El agua caía a cántaros cuando entré en mi casa. Mi cara, mi cuerpo, mi
pelo quedaron empapados por aquellas furiosas gotas cristalinas. No pensaba en
Hans, solamente en secarme para no darle mala impresión pero de pronto mientras
cerraba la puerta con dos vueltas, oí su voz que sonaba cantarina, insinuante,
dulcemente cautivadora y sensual. Me giré y me sentí como un payaso con mi
pinta pero no tuve tiempo de reaccionar cuando él se acercó y me acarició los
hombros de mi chaqueta antes de besarme apasionadamente hasta dejarme sin
respiración. Estoy seguro que un vapor invisible se desprendió de mi cuerpo
debido a la humedad que transpiraba mi exterior y el calor corporal que
encendió mi piel con aquel beso tan inesperado como increíble. De repente Hans
me sonrió y ante mi asombro me dijo: ”Feliz cumpleaños”. Pestañeé y varias
gotitas de lluvia salpicaron mis mejillas y entonces me di cuenta que ni yo
mismo me había acordado que hoy
celebraba 43 años. Musité un gracias pero todavía estaba conmocionado. Hacía años
que no quería celebrar mi onomástica y nadie me felicitaba y menos me regalaba
algo tan simple pero tan hermoso como un beso sincero. Me excusé diciendo que
iba a cambiarme y en la intimidad de mi habitación, esgrimí una sonrisa que me
agitó el corazón. De repente se esfumó el malhumor que traía del cuartel por la
tensión, el fastidio por la lluvia incesante, el mojarme y protestar como un
niño para rebosar de una felicidad que me elevaba como nunca.

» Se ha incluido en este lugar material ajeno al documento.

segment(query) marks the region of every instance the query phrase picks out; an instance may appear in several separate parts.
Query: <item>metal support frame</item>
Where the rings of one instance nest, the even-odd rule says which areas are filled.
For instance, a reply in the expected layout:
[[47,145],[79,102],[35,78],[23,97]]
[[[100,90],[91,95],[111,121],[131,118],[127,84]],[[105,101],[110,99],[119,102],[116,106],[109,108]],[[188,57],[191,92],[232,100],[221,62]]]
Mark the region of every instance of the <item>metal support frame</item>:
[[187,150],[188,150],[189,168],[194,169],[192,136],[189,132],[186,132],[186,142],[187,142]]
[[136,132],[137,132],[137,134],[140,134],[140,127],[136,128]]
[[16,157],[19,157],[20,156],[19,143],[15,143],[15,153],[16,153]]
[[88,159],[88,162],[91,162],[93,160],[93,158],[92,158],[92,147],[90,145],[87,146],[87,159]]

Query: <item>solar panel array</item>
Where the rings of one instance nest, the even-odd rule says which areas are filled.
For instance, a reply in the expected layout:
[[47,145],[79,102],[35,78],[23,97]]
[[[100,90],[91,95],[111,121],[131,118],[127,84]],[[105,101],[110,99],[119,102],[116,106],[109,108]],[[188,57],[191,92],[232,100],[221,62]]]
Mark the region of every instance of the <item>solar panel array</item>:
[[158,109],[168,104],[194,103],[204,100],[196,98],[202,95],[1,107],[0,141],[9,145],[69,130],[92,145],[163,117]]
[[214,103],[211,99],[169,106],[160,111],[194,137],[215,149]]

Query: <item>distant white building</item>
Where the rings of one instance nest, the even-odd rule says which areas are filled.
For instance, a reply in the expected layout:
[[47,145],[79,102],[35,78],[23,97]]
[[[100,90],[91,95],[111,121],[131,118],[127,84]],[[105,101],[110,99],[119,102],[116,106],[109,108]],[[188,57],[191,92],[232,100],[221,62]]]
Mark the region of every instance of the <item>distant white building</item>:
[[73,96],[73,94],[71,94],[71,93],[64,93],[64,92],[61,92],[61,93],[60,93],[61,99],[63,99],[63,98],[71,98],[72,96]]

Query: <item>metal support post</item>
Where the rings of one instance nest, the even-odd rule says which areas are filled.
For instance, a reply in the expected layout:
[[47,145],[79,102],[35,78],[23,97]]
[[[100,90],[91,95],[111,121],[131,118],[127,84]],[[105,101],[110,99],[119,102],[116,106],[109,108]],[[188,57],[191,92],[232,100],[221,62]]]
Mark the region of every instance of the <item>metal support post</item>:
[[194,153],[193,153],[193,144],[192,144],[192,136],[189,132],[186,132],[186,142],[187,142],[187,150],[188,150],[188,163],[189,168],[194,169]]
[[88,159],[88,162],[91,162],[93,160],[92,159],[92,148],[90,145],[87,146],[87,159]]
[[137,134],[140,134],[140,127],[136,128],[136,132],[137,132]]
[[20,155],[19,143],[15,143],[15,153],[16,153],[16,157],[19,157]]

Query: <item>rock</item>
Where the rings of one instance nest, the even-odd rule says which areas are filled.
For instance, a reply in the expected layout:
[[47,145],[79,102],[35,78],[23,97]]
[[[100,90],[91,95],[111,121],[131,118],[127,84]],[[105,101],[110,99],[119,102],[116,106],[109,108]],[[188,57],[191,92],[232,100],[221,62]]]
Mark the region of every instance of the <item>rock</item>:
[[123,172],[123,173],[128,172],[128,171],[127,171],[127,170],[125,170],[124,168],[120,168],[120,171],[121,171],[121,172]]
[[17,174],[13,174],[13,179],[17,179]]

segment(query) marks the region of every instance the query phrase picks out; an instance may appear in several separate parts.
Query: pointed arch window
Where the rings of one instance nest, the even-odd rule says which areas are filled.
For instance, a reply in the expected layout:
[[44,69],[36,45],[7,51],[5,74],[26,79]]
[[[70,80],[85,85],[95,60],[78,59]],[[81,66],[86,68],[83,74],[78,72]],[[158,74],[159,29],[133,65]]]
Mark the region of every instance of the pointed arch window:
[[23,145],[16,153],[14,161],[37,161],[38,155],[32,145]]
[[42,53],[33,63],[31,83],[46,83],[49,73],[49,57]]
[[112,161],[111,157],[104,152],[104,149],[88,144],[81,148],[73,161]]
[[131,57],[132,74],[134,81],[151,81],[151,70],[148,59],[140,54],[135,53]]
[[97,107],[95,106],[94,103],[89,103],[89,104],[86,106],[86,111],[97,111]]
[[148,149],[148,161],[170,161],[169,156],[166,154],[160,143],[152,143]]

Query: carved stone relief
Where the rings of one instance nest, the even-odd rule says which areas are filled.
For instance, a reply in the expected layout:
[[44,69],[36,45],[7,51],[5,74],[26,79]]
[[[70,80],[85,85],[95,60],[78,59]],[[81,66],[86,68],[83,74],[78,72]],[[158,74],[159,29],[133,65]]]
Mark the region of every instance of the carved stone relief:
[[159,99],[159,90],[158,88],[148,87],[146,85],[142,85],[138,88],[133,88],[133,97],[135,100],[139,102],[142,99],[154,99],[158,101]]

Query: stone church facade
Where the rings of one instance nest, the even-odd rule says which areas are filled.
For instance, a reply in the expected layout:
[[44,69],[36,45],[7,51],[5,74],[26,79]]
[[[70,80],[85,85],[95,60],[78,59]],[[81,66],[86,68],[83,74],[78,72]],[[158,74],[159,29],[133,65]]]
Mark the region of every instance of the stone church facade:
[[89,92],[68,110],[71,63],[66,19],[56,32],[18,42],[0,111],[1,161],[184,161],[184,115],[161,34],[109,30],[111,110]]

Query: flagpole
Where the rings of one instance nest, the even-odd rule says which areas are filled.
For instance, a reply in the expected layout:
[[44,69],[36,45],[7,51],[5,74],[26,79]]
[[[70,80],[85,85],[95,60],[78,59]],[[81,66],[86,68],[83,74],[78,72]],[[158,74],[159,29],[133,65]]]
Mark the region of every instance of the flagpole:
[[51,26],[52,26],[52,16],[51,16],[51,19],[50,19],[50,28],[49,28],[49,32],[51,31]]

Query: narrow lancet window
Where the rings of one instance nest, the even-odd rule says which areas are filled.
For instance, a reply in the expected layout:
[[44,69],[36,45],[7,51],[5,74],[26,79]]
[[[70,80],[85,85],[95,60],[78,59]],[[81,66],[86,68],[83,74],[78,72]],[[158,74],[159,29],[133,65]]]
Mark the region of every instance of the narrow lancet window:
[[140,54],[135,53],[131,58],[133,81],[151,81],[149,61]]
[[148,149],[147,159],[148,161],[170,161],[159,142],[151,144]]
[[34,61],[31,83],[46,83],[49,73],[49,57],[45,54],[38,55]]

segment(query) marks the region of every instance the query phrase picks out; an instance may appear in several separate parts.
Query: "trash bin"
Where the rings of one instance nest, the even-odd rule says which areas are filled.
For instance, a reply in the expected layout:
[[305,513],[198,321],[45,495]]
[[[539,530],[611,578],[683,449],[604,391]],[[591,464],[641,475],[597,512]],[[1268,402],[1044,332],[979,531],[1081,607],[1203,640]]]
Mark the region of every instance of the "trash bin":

Ya con ropa de civil y solamente con el pelo húmedo, regresé al comedor donde Hans me esperaba. Me había preparado una cena especial con unas patatas hervidas pero condimentadas con una salsa de clara batida y pimienta con perejil y cebolla picados. Mientras disfrutábamos de un par de cervezas, me dijo que estaba extrañado que nadie me hubiera felicitado y que no le diera importancia a cumplir un año más, sobre todo ahora que estamos en guerra y sobrevivir día a día es todo un reto. Con mi ironía característica le comenté que en el cuartel solo se celebra el aniversario del Führer el 20 de abril. El resto no le importa a nadie. Al preguntarme sobre mi infancia, sentí un sutil dolor en el estómago. Rememoré que mi padre no se acordaba nunca y mi madre de vez en cuando. Solamente una vez una vecina muy buena me regaló un dulce hecho de bizcocho y chocolate. Yo tenía 7 años y fue el único buen recuerdo de mi infancia. Suspiré y después de comer las patatas y beber las cervezas, Hans me dijo que lamentaba no tener postres ni un pastel que regalarme con sus velas encendidas como hacemos los cristianos.
Sentados en el sofá nos cogimos de las manos mientras nos mirábamos embelesados. De pronto Hans se separó y se quitó la camisa azul y gris de manga larga que se había puesto hoy. No pude evitar mirarle aquel pecho rosado y lampiño y mientras mi cuerpo se calentaba, se quitó los pantalones y los zapatos. Me dijo que él era su regalo y que el amor se lo podía dar sin condiciones, aderezado con el sexo y el placer. Ya no pude más y me lancé sobre aquel judío que me volvía loco y lo besé salvajemente mientras mis manos se perdían dentro de sus calzoncillos y le arrancaba los primeros gemidos. De allí, enlazados como dos serpientes nos fuimos a la cama y nos amamos apasionadamente, disfrutando de un regalo que Dios, la naturaleza o quien sea nos ha otorgado a todos los humanos para los que no tenemos bienes materiales podamos disfrutar por igual. Nunca olvidaré este cumpleaños, estos 43 años que cumplí en medio del atroz combate de la guerra pero al lado de Hans, la persona que más he querido y querré en mi vida.